AN ONCOMING car flashed its lights, and P.J. pulled out, easing the car in the long line of traffic and lifting a hand in acknowledgement. ‘Yes, I do.’ He glanced at Nell. ‘Don’t you?’

‘I’m sure you’re right about us,’ she said quickly, in case he thought she had more regrets about their broken engagement than he did.

‘But?’ he prompted.

Nell sighed. ‘But when your marriage ends in a mess, it’s hard sometimes to think that it was all for the best.’

‘I can imagine,’ said P.J., contrite. He hesitated. ‘Does it still hurt?’

‘About Simon?’

He nodded, keeping his eyes firmly on the road ahead.

‘Not really. Not now. At the time it was horrible,’ she told him, surprised at how easily she had slipped back into the way of talking to P.J. about the things she would normally keep to herself. ‘But by the end it was just such a relief not to have to pretend and argue anymore.

‘I didn’t want Clara to grow up with us shouting at each other,’ she said, remembering how Simon had lied and blustered and finally left. ‘It wasn’t how I imagined having a family,’ she went on a little sadly. ‘I’d dreamt about giving my children a loving home with two parents but…well, it didn’t work out like that, and I think it’s better this way. At least Clara has a “normal” life when she’s with Simon and Elaine.’

‘How often does she see her father?’ asked P.J. after a while.

‘Not as often as she needs.’ Nell watched a young man walking along the pavement, a small boy perched, delighted, on his shoulders. The sight of a father being tender and loving with his children always gave her a pang, thinking about how uninterested Simon had been with Clara.

‘Simon’s not a cruel father. He pays his maintenance for Clara on time, and he does his duty by her…but that’s just what it feels like, a duty.
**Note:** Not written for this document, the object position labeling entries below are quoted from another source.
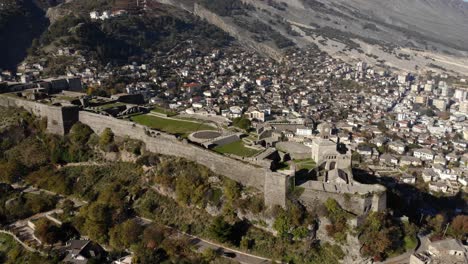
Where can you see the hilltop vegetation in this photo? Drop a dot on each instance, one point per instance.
(123, 39)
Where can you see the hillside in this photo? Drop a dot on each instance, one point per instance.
(21, 21)
(133, 37)
(408, 35)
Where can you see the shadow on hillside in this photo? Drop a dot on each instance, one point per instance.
(18, 33)
(406, 199)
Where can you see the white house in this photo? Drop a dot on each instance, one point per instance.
(424, 154)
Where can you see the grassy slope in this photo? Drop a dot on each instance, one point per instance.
(171, 126)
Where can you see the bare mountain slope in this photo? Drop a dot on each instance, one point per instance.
(411, 35)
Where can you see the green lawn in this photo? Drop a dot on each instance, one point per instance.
(160, 110)
(236, 148)
(172, 126)
(307, 164)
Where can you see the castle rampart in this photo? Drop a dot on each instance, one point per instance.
(166, 144)
(356, 198)
(59, 118)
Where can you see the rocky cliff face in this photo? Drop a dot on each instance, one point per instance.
(21, 22)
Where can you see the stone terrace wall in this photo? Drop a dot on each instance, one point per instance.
(59, 118)
(162, 143)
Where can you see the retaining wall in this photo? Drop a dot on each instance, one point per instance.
(59, 118)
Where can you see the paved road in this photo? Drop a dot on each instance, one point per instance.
(203, 244)
(423, 242)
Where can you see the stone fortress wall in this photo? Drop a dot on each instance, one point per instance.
(166, 144)
(59, 118)
(274, 185)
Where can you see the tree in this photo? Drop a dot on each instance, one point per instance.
(47, 232)
(379, 235)
(242, 123)
(80, 133)
(124, 235)
(106, 138)
(459, 227)
(153, 236)
(220, 229)
(282, 224)
(232, 190)
(11, 171)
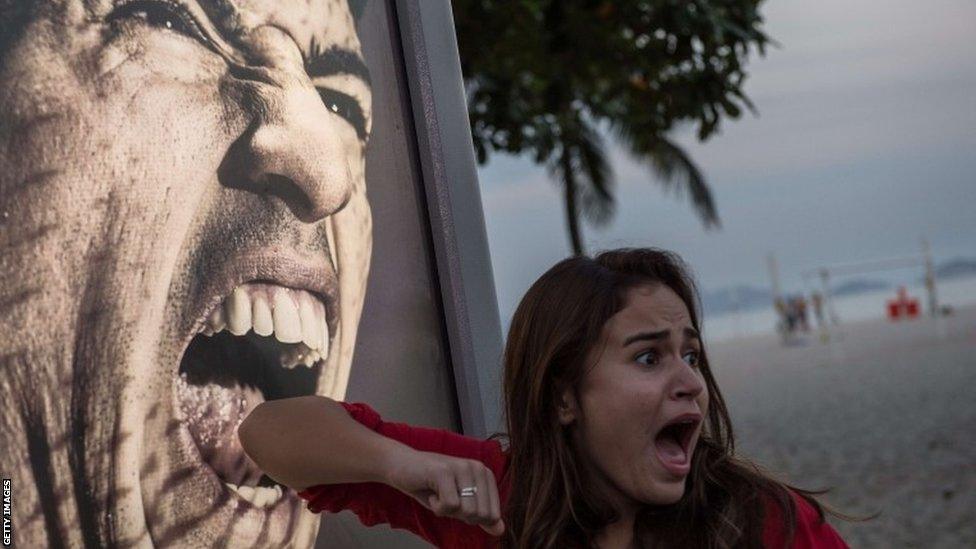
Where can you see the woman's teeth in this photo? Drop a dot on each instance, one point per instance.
(292, 316)
(258, 496)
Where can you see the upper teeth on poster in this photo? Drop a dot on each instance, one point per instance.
(292, 316)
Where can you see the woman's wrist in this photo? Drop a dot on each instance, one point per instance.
(394, 459)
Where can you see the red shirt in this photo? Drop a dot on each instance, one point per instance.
(376, 503)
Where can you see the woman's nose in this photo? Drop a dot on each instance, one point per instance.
(687, 384)
(294, 147)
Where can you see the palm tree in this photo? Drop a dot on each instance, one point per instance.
(554, 77)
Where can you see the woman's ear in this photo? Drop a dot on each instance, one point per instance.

It’s as if she’s a tiresome obligation now that he’s got a new family. And I don’t think Elaine feels comfortable with Clara. She’s always changing the arrangements when Clara is due to go over there, and they never include her in their family holidays.’

‘That’s hard,’ commented P.J.

‘I don’t mind not being part of Simon’s life anymore,’ Nell tried to explain, ‘but I do mind for Clara. She’s always been an incredibly sensible child and she never complains, but she’s only ten.’
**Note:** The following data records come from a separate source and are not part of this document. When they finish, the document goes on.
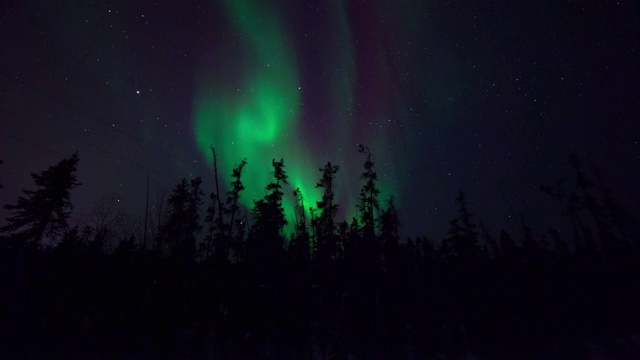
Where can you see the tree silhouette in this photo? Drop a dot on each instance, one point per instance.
(267, 232)
(369, 203)
(178, 230)
(44, 213)
(326, 222)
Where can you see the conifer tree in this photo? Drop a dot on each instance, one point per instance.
(267, 232)
(326, 236)
(368, 194)
(182, 221)
(44, 212)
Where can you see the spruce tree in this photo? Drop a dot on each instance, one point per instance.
(369, 203)
(328, 208)
(44, 213)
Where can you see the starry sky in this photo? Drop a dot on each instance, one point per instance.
(485, 96)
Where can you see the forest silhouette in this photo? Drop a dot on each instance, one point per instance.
(208, 279)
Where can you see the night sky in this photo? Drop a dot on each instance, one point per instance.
(485, 96)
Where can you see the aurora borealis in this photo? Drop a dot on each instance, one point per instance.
(258, 113)
(487, 97)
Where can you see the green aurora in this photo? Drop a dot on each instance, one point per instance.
(259, 117)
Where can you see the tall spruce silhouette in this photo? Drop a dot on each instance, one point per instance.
(44, 212)
(177, 235)
(267, 232)
(369, 192)
(327, 246)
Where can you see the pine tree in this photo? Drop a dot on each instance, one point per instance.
(389, 237)
(182, 220)
(44, 213)
(326, 236)
(267, 232)
(369, 203)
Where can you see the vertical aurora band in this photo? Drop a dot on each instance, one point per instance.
(250, 107)
(257, 117)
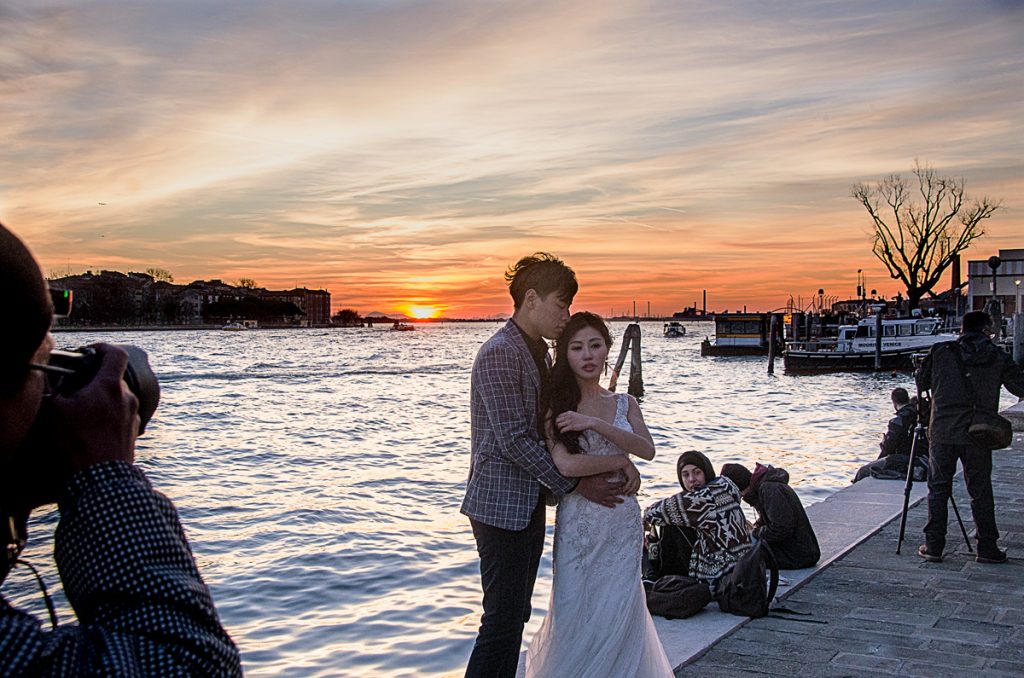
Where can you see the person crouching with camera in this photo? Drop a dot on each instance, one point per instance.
(123, 558)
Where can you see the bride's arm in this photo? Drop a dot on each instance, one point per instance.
(637, 442)
(580, 465)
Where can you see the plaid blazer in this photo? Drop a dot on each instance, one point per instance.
(509, 463)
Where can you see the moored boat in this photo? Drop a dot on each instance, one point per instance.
(738, 334)
(854, 349)
(674, 329)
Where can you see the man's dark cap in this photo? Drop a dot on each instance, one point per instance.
(27, 308)
(739, 474)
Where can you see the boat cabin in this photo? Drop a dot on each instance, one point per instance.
(740, 334)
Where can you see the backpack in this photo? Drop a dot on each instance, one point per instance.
(676, 596)
(750, 587)
(668, 551)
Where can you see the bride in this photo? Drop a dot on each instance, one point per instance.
(597, 622)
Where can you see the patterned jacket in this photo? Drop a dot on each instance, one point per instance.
(509, 464)
(127, 569)
(715, 514)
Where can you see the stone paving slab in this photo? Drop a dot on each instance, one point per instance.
(876, 612)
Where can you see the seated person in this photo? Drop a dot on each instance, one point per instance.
(781, 520)
(709, 505)
(895, 446)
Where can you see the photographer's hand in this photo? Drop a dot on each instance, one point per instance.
(99, 422)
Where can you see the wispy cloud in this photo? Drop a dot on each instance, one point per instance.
(386, 150)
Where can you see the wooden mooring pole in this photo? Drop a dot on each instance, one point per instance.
(878, 338)
(1019, 338)
(631, 344)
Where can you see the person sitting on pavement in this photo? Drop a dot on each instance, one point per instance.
(782, 522)
(126, 566)
(895, 446)
(964, 375)
(710, 505)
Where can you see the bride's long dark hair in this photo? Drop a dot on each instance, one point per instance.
(561, 392)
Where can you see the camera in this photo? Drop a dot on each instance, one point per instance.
(67, 372)
(71, 370)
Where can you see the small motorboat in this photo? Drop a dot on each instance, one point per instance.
(674, 330)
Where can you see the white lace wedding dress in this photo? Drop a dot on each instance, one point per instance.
(597, 623)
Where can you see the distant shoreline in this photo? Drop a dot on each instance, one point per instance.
(382, 322)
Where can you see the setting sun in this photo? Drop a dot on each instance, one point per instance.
(423, 311)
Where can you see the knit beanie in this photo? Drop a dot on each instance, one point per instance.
(739, 474)
(696, 459)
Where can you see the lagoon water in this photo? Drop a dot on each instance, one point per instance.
(318, 475)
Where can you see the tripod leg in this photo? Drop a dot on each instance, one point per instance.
(907, 488)
(967, 540)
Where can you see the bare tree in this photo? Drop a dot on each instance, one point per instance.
(919, 241)
(160, 274)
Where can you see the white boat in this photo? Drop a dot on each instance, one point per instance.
(855, 346)
(674, 329)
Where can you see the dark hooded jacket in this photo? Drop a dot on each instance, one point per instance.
(985, 366)
(781, 519)
(900, 433)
‘I can’t imagine having a daughter like Clara and not wanting to spend as much time with her as possible,’ said P.J., stopping at a pedestrian crossing.

‘I know. That’s why I-’ Nell caught herself up just in time. She had been about to tell P.J. about her efforts to find a man who would be a better male influence in Clara’s life, but that would be taking confidences a bit too far. P.J. had only been back in her life for a matter of minutes, and a girl had her pride, after all.

‘Why you what?’

‘Oh, nothing.’

P.J. sent her an uncomfortably searching glance. ‘You’ve never thought about marrying again?’
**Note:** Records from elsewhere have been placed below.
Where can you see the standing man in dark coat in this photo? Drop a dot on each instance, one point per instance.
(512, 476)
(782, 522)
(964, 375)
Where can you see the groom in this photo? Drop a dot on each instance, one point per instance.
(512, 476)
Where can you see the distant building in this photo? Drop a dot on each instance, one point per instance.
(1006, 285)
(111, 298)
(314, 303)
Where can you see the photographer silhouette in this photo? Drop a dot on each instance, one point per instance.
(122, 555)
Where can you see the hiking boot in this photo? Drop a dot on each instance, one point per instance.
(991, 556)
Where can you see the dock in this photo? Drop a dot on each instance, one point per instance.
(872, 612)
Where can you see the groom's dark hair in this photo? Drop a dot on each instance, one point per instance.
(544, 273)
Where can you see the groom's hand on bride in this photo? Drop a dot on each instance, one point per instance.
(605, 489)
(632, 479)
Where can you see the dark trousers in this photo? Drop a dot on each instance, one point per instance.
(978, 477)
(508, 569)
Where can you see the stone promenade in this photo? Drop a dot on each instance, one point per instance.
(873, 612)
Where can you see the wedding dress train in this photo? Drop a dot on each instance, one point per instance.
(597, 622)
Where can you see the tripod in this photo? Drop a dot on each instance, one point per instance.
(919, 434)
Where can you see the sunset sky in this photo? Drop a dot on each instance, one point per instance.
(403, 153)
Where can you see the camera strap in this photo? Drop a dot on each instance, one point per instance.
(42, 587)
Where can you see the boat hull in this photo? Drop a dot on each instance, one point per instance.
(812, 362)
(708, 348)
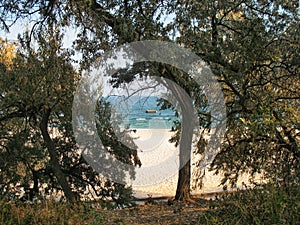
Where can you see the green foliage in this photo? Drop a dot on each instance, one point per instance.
(262, 205)
(49, 213)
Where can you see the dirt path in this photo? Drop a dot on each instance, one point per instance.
(158, 213)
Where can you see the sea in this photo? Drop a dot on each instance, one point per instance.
(132, 112)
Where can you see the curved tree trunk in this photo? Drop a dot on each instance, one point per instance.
(185, 144)
(58, 173)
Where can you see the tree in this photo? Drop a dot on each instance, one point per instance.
(38, 150)
(251, 46)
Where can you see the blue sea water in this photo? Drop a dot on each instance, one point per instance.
(132, 110)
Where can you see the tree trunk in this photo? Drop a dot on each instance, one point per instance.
(185, 144)
(184, 176)
(58, 173)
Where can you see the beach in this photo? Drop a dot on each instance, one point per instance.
(160, 160)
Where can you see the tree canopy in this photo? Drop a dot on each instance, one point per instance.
(251, 46)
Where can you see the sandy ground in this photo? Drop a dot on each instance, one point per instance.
(160, 160)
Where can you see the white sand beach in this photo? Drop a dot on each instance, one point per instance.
(160, 160)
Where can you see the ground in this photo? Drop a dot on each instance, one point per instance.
(158, 213)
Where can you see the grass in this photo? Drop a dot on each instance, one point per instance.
(264, 205)
(48, 213)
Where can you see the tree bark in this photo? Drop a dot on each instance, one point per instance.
(54, 162)
(185, 144)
Nell had never liked his habit of being able to follow her train of thought even when she was trying to be her most inscrutable.

Nell thought about asking him if he had any idea how difficult it was to find someone new when you were in your thirties, and had a child, and couldn’t afford to go out, and in any case were too dog-tired after working all day and then looking after your daughter to dream about anything more exciting than a hot bath and an early night. And that was before you started looking at the single men who were available!